SEOUL, May 12 (Korea Bizwire) – Corporate analysis website CEO Score revealed in its latest report that foreign businesses are thrifty with corporate philanthropy, donating on average a mere 0.05 percent of their total sales here. Instead, 75.9 percent of their profits were paid as dividends to their head offices back home.
According to the report, based on 500 leading companies in South Korea in terms of total sales (for the past fiscal year), 44 of the listed firms from overseas transferred 2.69 trillion won ($2.4 billion) of their 3.5-trillion-won net profits last year to their respective head offices as dividends.

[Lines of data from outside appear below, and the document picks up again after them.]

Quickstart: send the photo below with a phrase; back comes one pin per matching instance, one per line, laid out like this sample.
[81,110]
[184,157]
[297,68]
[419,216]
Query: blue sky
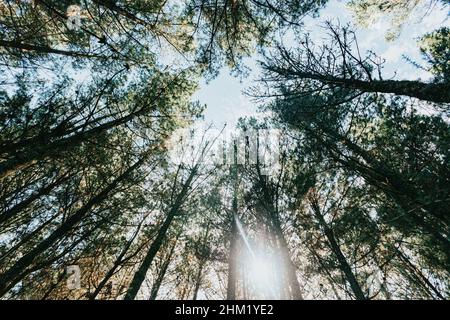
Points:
[224,95]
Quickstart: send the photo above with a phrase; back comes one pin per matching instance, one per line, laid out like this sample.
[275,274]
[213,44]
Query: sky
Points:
[225,98]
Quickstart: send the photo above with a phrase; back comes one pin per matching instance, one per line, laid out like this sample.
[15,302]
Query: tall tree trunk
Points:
[140,274]
[54,148]
[162,272]
[5,216]
[433,92]
[345,267]
[116,264]
[232,265]
[20,269]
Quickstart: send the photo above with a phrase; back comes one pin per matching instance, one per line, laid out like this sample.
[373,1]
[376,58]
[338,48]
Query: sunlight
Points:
[263,270]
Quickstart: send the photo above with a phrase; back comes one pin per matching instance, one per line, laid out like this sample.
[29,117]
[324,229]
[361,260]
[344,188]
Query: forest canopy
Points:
[112,186]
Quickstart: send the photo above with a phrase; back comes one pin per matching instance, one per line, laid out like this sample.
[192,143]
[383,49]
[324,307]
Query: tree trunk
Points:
[345,267]
[157,284]
[20,269]
[140,274]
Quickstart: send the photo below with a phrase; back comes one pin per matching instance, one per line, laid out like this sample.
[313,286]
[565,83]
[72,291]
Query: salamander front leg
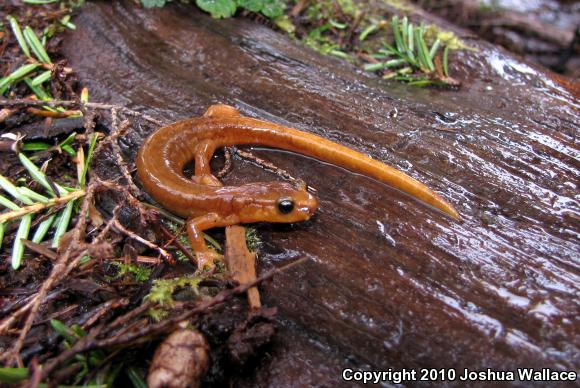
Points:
[205,256]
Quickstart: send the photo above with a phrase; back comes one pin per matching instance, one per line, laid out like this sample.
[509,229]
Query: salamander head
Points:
[275,202]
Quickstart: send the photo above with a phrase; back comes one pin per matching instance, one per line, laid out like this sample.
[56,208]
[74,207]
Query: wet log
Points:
[391,283]
[542,31]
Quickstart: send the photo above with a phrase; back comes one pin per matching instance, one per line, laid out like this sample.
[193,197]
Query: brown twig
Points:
[90,341]
[175,242]
[64,264]
[75,104]
[117,225]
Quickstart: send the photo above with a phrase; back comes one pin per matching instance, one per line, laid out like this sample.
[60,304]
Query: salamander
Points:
[206,204]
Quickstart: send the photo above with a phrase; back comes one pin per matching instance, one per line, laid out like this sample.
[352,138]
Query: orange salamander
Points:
[207,204]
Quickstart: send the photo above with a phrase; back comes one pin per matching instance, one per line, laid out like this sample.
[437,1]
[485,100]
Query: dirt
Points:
[390,283]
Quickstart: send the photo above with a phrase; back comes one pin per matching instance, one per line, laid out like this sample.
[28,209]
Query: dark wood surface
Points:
[391,283]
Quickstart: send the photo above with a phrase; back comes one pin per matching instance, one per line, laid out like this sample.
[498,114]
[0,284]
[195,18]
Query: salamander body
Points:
[207,204]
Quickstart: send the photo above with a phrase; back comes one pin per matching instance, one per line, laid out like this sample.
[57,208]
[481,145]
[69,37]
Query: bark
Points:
[391,283]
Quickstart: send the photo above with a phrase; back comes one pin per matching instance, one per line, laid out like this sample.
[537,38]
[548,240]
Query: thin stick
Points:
[117,225]
[75,104]
[89,342]
[41,206]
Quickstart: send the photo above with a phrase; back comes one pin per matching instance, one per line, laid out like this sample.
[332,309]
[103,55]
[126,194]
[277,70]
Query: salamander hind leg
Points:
[205,256]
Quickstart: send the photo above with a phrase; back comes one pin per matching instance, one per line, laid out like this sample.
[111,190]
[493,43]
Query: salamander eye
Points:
[285,205]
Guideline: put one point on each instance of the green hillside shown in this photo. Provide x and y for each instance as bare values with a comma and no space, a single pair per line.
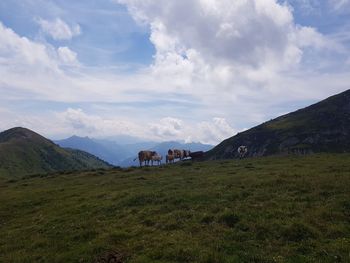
322,127
271,209
23,151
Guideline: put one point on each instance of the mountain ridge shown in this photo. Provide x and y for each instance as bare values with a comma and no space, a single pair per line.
320,127
23,151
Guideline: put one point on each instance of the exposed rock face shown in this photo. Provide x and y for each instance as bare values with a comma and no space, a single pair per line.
322,127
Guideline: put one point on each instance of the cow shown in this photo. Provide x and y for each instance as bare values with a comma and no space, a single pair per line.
196,155
186,153
242,151
156,158
145,156
169,158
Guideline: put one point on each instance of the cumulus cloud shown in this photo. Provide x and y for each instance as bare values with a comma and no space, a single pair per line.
246,33
240,60
67,56
340,5
76,121
58,29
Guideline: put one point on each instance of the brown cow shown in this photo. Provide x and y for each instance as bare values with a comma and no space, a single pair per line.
157,158
145,156
178,154
197,155
169,158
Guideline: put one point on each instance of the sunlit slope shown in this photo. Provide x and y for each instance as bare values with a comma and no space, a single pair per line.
23,151
289,209
322,127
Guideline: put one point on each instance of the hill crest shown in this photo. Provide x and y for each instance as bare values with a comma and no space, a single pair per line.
321,127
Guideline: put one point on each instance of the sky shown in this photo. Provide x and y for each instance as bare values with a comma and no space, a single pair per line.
189,70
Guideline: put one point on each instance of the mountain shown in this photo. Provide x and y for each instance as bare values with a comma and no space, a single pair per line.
321,127
23,151
163,147
108,151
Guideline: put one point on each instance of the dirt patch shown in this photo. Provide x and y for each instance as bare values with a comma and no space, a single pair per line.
111,257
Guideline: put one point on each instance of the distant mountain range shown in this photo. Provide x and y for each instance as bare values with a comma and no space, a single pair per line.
124,155
321,127
23,151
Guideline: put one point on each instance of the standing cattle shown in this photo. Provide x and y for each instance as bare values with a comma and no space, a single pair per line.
242,151
156,158
197,155
169,158
145,156
186,153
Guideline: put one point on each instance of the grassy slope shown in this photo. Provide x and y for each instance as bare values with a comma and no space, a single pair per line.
41,156
290,209
321,127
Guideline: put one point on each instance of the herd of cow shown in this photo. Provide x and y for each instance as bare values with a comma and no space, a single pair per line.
145,157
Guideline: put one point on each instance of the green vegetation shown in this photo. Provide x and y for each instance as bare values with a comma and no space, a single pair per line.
321,127
23,151
272,209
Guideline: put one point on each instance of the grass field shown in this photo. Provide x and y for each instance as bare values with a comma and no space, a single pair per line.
275,209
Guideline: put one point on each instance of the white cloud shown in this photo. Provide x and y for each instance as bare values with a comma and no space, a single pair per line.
340,5
58,29
239,60
247,33
67,56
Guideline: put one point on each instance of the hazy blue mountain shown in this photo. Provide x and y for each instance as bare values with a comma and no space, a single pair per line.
107,150
23,151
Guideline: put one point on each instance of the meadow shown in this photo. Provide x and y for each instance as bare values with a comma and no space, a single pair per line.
272,209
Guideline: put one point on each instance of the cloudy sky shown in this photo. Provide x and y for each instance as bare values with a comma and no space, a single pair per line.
192,70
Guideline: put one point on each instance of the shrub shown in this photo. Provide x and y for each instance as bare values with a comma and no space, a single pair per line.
298,232
229,218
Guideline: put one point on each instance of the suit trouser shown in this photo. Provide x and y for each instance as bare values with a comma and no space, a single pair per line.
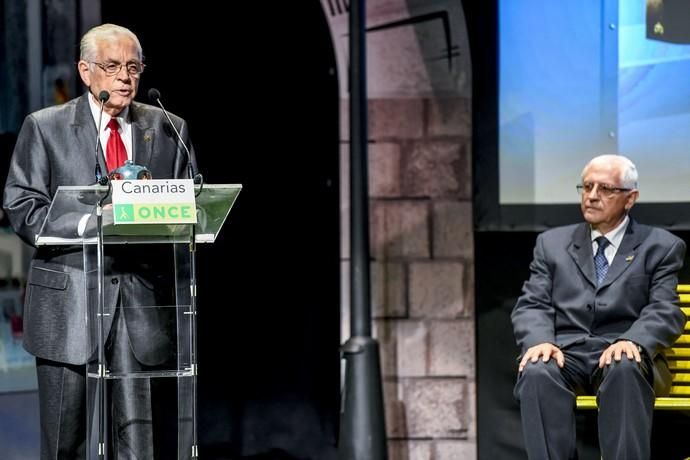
624,394
62,396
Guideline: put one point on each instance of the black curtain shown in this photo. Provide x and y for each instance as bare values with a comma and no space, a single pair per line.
259,89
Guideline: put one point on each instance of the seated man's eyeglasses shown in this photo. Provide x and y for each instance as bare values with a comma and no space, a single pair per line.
133,68
605,190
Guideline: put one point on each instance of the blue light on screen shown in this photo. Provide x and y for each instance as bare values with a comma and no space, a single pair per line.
578,78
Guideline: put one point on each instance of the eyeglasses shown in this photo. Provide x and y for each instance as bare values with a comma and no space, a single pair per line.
604,190
113,68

The dividend payout ratio of 75.9 percent was more than triple the rate for South Korean companies at 23.6 percent, the report noted.
Volvo Group Korea had the highest ratio at 192 percent, followed by Tongyang Life Insurance (170.2 percent), Toshiba Electronics Korea (153.5 percent), Continental Automotive Systems (149.4 percent), Adidas Korea (140.1 percent), and eBay Korea (135.6 percent).

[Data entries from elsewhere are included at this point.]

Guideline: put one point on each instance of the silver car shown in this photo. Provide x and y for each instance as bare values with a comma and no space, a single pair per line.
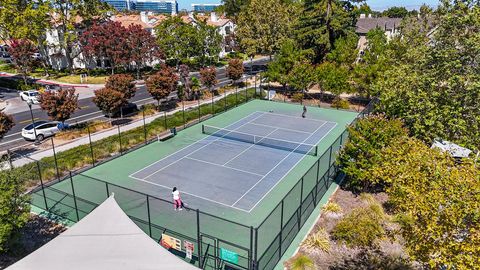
43,129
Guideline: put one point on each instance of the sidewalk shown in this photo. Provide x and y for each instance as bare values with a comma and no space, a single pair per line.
106,133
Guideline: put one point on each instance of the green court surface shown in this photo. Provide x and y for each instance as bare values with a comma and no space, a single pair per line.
218,225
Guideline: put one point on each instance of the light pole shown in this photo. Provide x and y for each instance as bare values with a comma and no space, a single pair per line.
33,121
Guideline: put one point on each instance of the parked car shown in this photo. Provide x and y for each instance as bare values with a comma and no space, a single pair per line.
126,110
43,129
30,96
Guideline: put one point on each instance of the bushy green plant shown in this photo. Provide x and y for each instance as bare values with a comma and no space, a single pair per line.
368,136
302,262
331,207
362,227
318,240
340,103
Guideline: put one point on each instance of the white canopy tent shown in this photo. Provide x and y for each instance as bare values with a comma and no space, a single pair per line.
105,239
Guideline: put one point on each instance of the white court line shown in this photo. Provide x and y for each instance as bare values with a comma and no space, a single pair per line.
255,205
288,129
161,169
297,117
219,165
193,195
248,148
258,182
190,145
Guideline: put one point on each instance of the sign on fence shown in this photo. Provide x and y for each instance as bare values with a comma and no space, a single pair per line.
228,255
189,249
171,242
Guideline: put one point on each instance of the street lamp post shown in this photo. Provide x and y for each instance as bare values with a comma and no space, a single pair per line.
33,121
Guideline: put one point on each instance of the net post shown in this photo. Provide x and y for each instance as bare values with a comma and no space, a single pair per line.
199,240
74,196
55,158
149,219
250,254
41,184
120,139
91,146
280,234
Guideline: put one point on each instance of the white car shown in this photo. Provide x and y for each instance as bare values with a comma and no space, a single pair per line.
42,128
30,96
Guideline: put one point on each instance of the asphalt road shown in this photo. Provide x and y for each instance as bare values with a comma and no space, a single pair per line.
89,111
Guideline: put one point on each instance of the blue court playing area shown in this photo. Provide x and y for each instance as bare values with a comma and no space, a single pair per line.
238,165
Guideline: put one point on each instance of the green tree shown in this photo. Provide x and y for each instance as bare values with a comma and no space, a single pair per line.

Heung-A Shipping, with British Virgin Islands investment company Fairmont Partners as major shareholder, even paid 600 million won in dividends despite recording 17.1 billion won in losses last year, CEO Score said.
In contrast, of the 115.8 trillion won in combined sales, total donations by foreign businesses stood at a mere 60.4 billion won. FRL Korea, operator of clothing brand Uniqlo, for instance, made zero donations despite reporting 82 billion won in net profits for the 2016 fiscal year (September 2015 to August 2016).
Apro Financial was the most generous among the 44 companies, contributing 0.326 percent of its sales for local charity efforts. Philip Morris Korea (0.25 percent) and Yuhan Kimberly (0.215 percent) were high donors as well, surpassing the average ratio of 0.12 percent recorded by domestic corporations.